WAVES, N.C. — The Latest on Tropical Storm Maria (all times local):
The National Hurricane Center says Maria has regained strength and become a hurricane once again as it lingers off the coast of North Carolina.
Reports from an Air Force Reserve reconnaissance aircraft indicate that Maria’s top sustained winds are near 75 mph (120 kmh), with higher gusts.
The center of Hurricane Maria is about 165 miles (265 kilometers) off Cape Hatteras, and hurricane-force winds remain offshore, extending outward up to 105 miles (165 kilometers). But tropical storm-force winds extend for as much as 230 miles (370 kilometers) from the center, covering the water on both sides of the narrow barrier islands of Hatteras and Ocracoke.
Maria’s forward speed is just 6 mph (9 kph), so the storm is taking its time to swing north and away from the U.S. Atlantic coast.
Standing near the closed fishing pier in the unincorporated community of Avon, Tony Meekins said anything is possible when it comes to Maria’s effect on North Carolina’s Outer Banks.
The 55-year-old lifelong Avon resident said the dune line along much of this part of Hatteras Island is gone, pounded down by previous storms.
The Atlantic has been washing under waterfront homes and onto side streets since Tuesday at high tide in parts of Avon.
“Mother Nature keeps chopping at it,” said Meekins, an engineer on the temporarily halted Hatteras-Ocracoke ferry. “We see storm after storm.”
He hopes dune restoration projects that are underway in Buxton to the south will eventually make their way to Avon.
Whatever happens he said, “we’ll rebuild and carry on. It’s just the way it goes. We’re kind of used to it.”
Winds and storm surge from Tropical Storm Maria are lashing North Carolina’s Outer Banks as the storm moves by well off-shore.
Dare County Emergency Management Director Drew Pearson said in an email that the high tide early Wednesday flooded some roads in the area and travel is hazardous. Pearson said the worst problems were on Hatteras Island. More than 10,000 visitors left Hatteras Island under an evacuation order earlier this week.
Pearson said no injuries have been reported.
The ocean has washed over parts of N.C. 12, the main road running along the Outer Banks.
At 8 a.m., Maria was about 155 miles (250 kilometers)east of Cape Hatteras, moving north at just 5 mph (8 kph.) Highest winds were 70 mph (112 kph). Wind gusts of 55 mph (88 mph) have been reported at Oregon Inlet, south of Nags Head.
Tropical Storm Maria is bringing winds of 55 mph (88 kph) to North Carolina’s Outer Banks, along with storm surge washing over the main highway along the barrier islands.

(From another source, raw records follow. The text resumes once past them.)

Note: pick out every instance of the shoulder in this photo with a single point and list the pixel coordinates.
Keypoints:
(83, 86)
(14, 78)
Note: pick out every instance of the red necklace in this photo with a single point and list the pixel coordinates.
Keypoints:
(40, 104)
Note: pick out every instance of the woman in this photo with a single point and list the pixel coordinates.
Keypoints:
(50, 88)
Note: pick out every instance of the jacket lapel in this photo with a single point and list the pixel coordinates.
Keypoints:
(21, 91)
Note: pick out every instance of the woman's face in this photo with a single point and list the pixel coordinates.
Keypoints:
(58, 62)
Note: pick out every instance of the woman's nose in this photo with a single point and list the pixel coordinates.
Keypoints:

The National Weather Service reported Wednesday those wind gusts were highest in Oregon Inlet south of Nags Head.
“The ocean is angry,” Helena Stevens with the Ocracoke Civic and Business Association told the Virginian-Pilot of Norfolk.

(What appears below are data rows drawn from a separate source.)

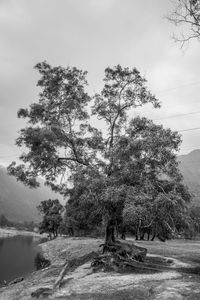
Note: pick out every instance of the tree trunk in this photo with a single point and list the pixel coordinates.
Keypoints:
(110, 232)
(138, 230)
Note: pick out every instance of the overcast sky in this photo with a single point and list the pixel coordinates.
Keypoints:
(91, 35)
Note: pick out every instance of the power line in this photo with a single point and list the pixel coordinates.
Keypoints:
(180, 86)
(189, 129)
(178, 115)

The water was washing across sections of N.C. 12, the main road running the length of the barrier islands.
The North Carolina Ferry Division said all ferries in the Pamlico Sound were suspended Wednesday because of the storm conditions. Officials estimate more than 10,000 visitors evacuated Ocracoke and Hatteras islands.
Schools were closed in Dare County on the Outer Banks for a second day.
Some of the most fragile islands in the continental United States are preparing for the latest strike from this year’s devastating hurricane season.
The North Carolina Outer Banks were only getting a glancing blow as weakening Tropical Storm Maria was forecast to move about 150 miles (240 kilometers) offshore Wednesday. But officials warned that severe beach erosion was likely there and along many other mid-Atlantic beaches.
Officials say Maria is predicted to erode more than half the dunes along North Carolina’s 300-mile (485-kilometer) coast. Beaches in Maryland and Virginia could fare even worse.
This hurricane season has been even harder on Texas, Florida, several small Caribbean islands and Puerto Rico, where officials said electrical power may not be fully restored for more than a month.